Psychological Testing with Children & Adolescents
I encounter reminders of the usefulness of psychological testing for children and adolescents in various situations: when a patient tells me that her daughter, now in her 20s and repeatedly failing in college math classes, was never tested to determine if she had a math learning disability for which she could have received educational accommodations, including extra time on tests; or when parents and teachers cannot tell whether a child cannot pay attention in class because of an attention deficit or because of hidden underlying anxiety; when parents and teachers cannot tell why a child seems unmotivated to do well academically. Another example of a situation in which it was useful to test an adolescent occurred when a colleague treating an adolescent referred his patient to clarify whether the young man suffered from a serious psychiatric disorder which ran in his family.

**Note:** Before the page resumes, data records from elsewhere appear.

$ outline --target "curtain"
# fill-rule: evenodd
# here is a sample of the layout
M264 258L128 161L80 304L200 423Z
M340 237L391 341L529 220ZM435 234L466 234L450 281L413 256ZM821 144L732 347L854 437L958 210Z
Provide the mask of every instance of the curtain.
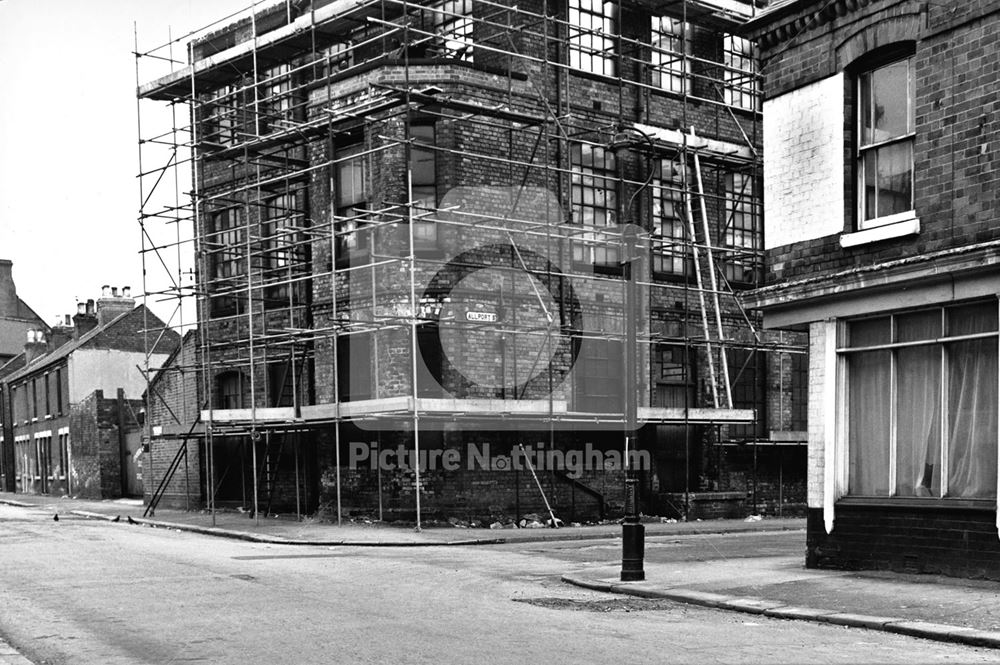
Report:
M984 312L992 315L994 312ZM948 495L988 498L997 488L997 340L948 345Z
M855 353L848 358L848 459L850 492L889 494L888 351Z
M941 347L896 355L896 494L941 496Z

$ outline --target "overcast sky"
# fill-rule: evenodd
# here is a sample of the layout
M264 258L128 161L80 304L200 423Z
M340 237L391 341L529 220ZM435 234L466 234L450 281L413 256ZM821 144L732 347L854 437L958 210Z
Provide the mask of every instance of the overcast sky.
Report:
M250 4L0 0L0 258L47 323L142 291L135 29L146 51Z

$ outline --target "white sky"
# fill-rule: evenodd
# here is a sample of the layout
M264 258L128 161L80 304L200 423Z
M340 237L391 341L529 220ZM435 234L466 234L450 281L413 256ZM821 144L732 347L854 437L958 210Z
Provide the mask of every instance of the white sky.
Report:
M146 51L250 4L0 0L0 258L47 323L102 284L142 292L136 29Z

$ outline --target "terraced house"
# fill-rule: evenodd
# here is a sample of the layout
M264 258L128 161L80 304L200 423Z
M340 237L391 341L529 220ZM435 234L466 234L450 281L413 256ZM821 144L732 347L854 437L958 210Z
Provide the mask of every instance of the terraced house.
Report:
M1000 577L1000 3L780 2L769 327L809 332L807 564Z

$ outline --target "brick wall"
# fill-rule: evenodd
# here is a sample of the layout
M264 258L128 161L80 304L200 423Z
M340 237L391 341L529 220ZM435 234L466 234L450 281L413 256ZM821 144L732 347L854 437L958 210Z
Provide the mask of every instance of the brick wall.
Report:
M844 228L843 93L834 75L764 103L767 249Z
M1000 170L995 151L984 137L1000 129L996 114L989 113L994 91L991 74L1000 55L992 44L1000 32L1000 14L995 3L974 7L926 5L917 2L871 2L843 18L824 20L804 30L791 45L781 43L763 57L766 68L765 92L769 99L765 133L784 136L778 128L803 124L815 126L818 118L836 129L832 120L843 99L843 148L841 154L817 150L790 153L766 137L765 154L768 187L765 203L767 228L767 282L804 276L820 276L896 258L961 247L1000 238L994 216L1000 200ZM854 222L854 83L849 67L859 57L879 47L911 41L916 62L916 140L914 144L915 208L920 232L891 242L870 243L843 249L841 230L851 230ZM835 77L848 69L844 96L835 90ZM819 116L810 114L816 95L827 90ZM770 130L768 129L770 128ZM833 146L834 144L828 143ZM775 152L775 151L779 152ZM789 166L777 163L780 156ZM799 180L822 183L822 200L810 208L802 201L816 186L785 189L778 175L800 174ZM843 174L844 196L840 207L844 221L836 228L836 196L829 191ZM796 215L795 213L799 213ZM797 219L815 221L803 230ZM829 217L827 217L829 216Z
M827 534L822 510L810 509L806 567L1000 580L995 517L969 508L840 505Z

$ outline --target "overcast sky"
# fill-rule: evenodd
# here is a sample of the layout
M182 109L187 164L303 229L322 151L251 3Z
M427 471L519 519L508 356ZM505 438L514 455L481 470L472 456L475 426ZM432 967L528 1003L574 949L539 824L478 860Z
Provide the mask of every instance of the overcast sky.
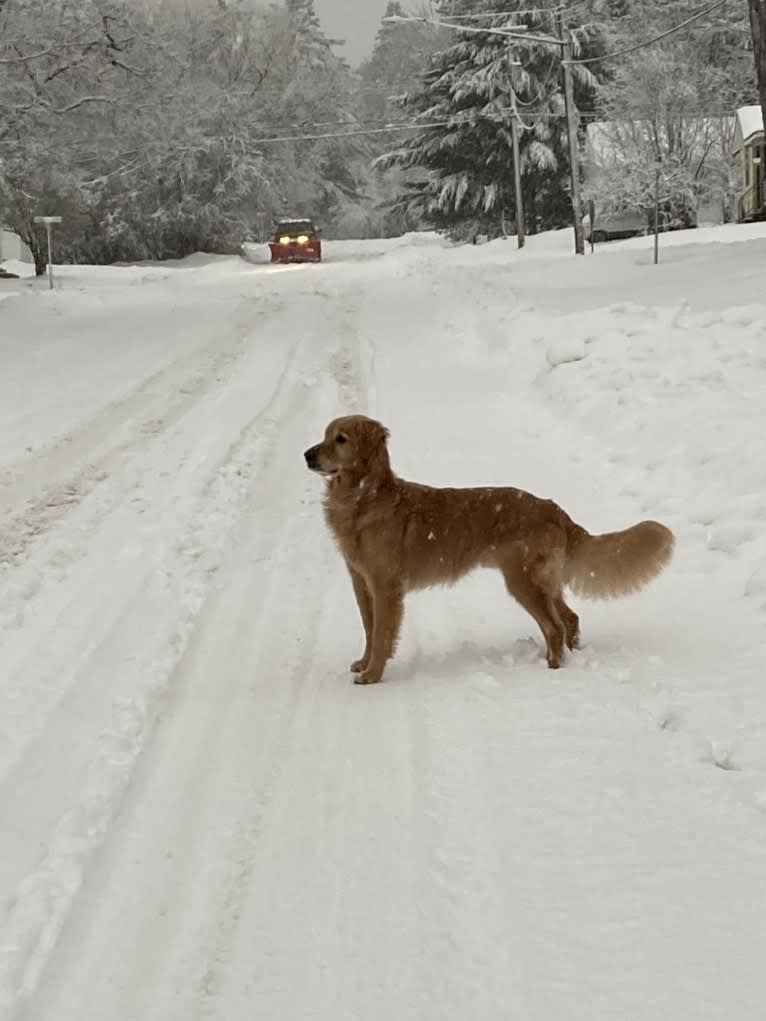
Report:
M315 0L315 6L327 34L346 40L339 52L350 64L369 55L386 0Z

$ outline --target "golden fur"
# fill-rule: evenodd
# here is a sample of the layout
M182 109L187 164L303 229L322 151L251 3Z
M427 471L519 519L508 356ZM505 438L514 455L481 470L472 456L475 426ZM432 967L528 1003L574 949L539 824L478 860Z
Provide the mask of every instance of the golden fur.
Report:
M364 415L330 422L305 453L327 478L325 518L346 561L365 633L356 683L383 676L396 649L407 592L451 585L476 567L497 568L537 621L548 665L579 639L562 589L590 599L633 592L659 574L673 534L656 521L590 535L552 500L521 489L436 489L391 470L388 431Z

The public school system often cannot perform needed testing rapidly because they are overwhelmed with the amount of need. From start to finish, depending on my workload I can guarantee having a testing report in between 2 and 4 weeks.

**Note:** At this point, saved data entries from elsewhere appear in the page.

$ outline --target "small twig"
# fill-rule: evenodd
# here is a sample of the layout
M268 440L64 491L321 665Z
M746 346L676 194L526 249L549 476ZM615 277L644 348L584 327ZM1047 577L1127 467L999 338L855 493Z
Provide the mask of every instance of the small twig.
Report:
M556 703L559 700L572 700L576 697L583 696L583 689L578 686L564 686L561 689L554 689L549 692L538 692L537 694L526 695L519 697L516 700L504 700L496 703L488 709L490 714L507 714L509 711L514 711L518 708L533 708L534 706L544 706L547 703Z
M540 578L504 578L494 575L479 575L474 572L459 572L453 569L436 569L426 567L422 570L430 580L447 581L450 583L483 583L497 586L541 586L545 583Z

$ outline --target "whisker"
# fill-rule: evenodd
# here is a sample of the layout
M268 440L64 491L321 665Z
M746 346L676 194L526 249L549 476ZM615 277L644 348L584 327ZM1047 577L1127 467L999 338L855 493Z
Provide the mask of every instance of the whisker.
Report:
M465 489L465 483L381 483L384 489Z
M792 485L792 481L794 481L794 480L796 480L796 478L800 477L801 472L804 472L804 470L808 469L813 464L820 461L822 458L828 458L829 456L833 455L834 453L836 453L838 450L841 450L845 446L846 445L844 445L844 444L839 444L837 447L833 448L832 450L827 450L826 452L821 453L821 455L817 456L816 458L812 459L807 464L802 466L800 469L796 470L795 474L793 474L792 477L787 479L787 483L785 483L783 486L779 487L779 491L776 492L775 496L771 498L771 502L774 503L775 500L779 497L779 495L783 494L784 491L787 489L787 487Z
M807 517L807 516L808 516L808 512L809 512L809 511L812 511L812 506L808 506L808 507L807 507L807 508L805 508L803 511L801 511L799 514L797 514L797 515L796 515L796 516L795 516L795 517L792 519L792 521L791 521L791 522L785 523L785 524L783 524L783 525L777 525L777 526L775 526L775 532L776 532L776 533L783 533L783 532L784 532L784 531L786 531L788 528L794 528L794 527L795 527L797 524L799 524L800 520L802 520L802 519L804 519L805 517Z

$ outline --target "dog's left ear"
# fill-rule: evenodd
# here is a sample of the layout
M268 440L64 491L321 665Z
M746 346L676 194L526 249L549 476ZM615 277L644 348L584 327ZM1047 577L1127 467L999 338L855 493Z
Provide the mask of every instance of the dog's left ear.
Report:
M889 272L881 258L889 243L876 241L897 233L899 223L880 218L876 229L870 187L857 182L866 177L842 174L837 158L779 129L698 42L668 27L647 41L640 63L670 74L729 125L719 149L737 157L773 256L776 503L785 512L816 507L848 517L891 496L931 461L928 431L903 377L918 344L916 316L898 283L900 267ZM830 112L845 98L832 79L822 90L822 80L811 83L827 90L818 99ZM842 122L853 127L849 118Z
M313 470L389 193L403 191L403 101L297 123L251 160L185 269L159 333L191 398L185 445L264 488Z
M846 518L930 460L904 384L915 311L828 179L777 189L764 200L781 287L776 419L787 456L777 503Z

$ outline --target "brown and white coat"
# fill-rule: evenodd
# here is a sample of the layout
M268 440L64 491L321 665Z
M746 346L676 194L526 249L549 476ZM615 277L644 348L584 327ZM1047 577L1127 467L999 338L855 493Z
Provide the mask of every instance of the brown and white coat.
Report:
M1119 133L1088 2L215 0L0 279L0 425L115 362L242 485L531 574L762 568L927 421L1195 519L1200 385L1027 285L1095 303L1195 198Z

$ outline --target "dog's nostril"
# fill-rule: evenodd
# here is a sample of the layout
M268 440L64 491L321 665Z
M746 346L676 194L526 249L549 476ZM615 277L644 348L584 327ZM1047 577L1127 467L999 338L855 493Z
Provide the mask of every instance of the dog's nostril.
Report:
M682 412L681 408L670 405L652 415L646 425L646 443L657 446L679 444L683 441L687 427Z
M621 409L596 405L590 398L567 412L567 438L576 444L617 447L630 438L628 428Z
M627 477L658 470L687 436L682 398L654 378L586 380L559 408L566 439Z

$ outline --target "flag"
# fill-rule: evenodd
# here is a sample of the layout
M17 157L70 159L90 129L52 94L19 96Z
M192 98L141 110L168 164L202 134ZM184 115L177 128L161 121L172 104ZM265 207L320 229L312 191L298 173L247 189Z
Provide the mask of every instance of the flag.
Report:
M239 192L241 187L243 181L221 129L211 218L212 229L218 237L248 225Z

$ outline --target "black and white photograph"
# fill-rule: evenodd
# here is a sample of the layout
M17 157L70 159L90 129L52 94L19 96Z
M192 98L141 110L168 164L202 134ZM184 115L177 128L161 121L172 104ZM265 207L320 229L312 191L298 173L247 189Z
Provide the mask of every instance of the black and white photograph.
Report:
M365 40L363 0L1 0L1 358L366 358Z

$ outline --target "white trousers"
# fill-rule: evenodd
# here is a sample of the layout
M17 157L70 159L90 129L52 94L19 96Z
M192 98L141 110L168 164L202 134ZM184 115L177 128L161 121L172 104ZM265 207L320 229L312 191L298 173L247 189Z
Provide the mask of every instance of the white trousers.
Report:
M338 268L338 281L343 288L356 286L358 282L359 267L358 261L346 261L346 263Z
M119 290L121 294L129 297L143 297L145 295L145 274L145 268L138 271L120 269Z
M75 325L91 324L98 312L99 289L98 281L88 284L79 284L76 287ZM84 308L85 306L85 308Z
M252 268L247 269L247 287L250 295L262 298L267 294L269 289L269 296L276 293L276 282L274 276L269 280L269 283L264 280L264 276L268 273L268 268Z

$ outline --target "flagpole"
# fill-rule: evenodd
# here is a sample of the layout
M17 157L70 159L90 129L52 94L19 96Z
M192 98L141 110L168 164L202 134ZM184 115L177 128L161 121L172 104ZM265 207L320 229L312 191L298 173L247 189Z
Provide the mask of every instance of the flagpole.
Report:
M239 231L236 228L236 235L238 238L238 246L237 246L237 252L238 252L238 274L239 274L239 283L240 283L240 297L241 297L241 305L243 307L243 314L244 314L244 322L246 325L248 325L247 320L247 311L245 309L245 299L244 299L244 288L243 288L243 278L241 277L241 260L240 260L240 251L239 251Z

Testing might consist of doing a Full Battery of interviews, an IQ test, academic achievement tests, reading tests; parent, child and teacher questionnaires; and psychological performance tests which get at the young person’s emotional concerns and pinpoint areas of trouble and ways to address them. Or testing might be simply an IQ test to determine eligibility for gifted placement, or to diagnose reading, writing, or math learning disabilities and for consideration for special education placement.